Howard Schultz has long been known as a gold standard for corporate responsibility and a model of a good boss. As the CEO of Starbucks for two stints beginning in 1987 and still today, he advocated for better employee benefits such as healthcare and stock options. Schultz has repeatedly contended that Starbucks offers good benefits and pay, so employees do not need a union. His stance has put to the test recently with charges that Starbucks tried to interfere with unionization and collective-bargaining efforts at its stores while he was CEO. At the same time, Americans’ attitudes toward unions and large companies have shifted significantly and Gen Z, or people born from 1997 to 2012, have the most critical views of corporations and their leaders.
Starbucks is a Seattle-based coffee company that today has over 36,000 stores and 402,000 employees. The focus of the company, since its founding in 1987, has been to build its business around a point of honoring its customers and employees. It offers stock options, tuition assistance, and health insurance, including a 1986 contract for unionized Seattle Starbucks workers that Schultz initially opposed.
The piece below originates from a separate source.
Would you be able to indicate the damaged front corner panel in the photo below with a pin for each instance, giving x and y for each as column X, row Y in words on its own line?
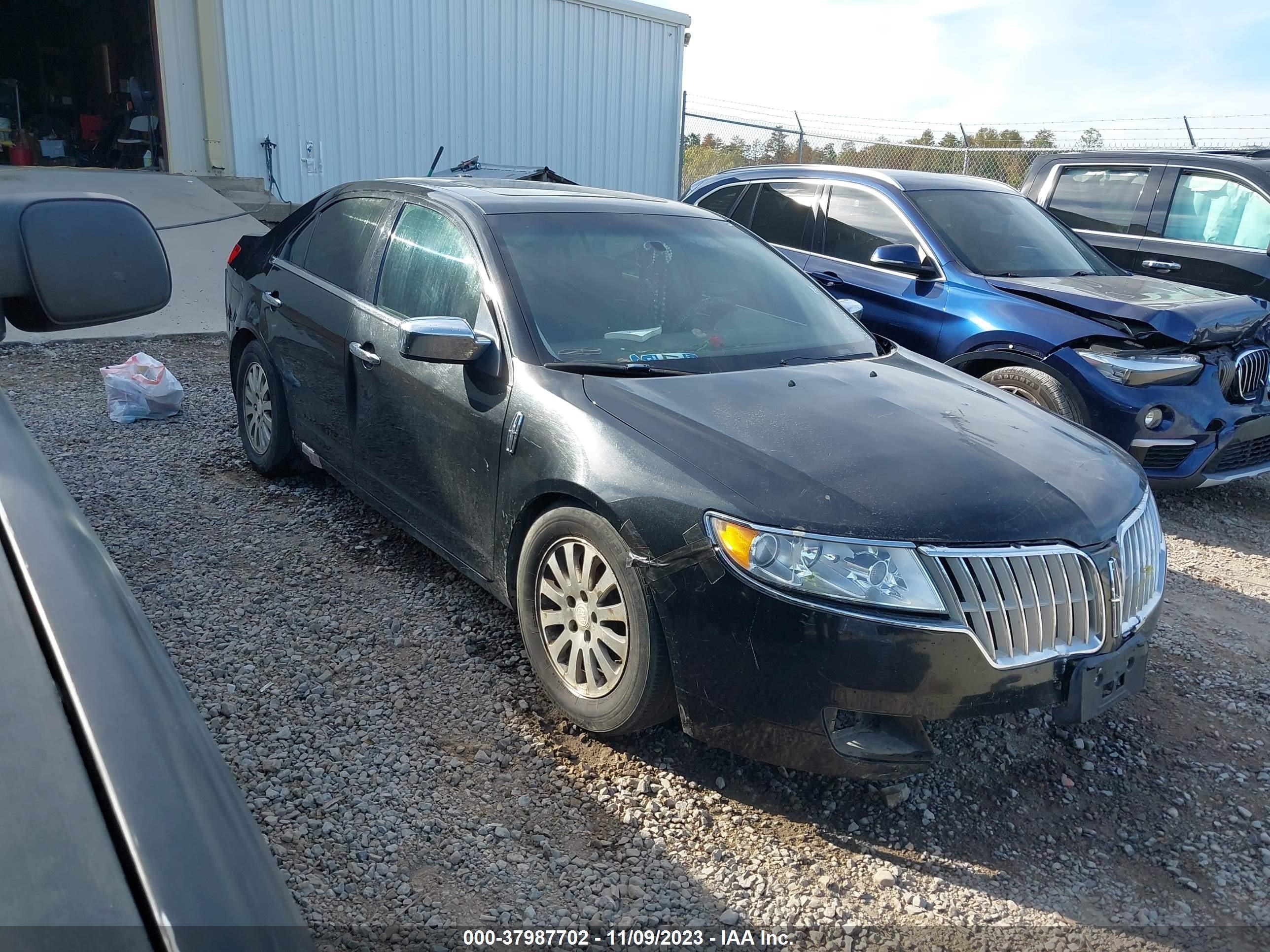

At the same time, it has been trailed with criticisms of attempting to interfere with unionization and collective-bargaining efforts at its stores while Schultz was CEO.
Schultz himself is a former driver, whose father was fired from a job after suffering an injury. From this experience, he has said he decided to create a company where employees would be respected and with features in place to protect them from mistreatment, going as far as visiting hundreds of collaboration sessions and forums for workers to better understand them. Yet, Gen Z is the most targeted demographic for work in coffee shops, and their negative view of businesses and their leaders has Schultz facing an uphill battle in recruiting and retaining these young workers.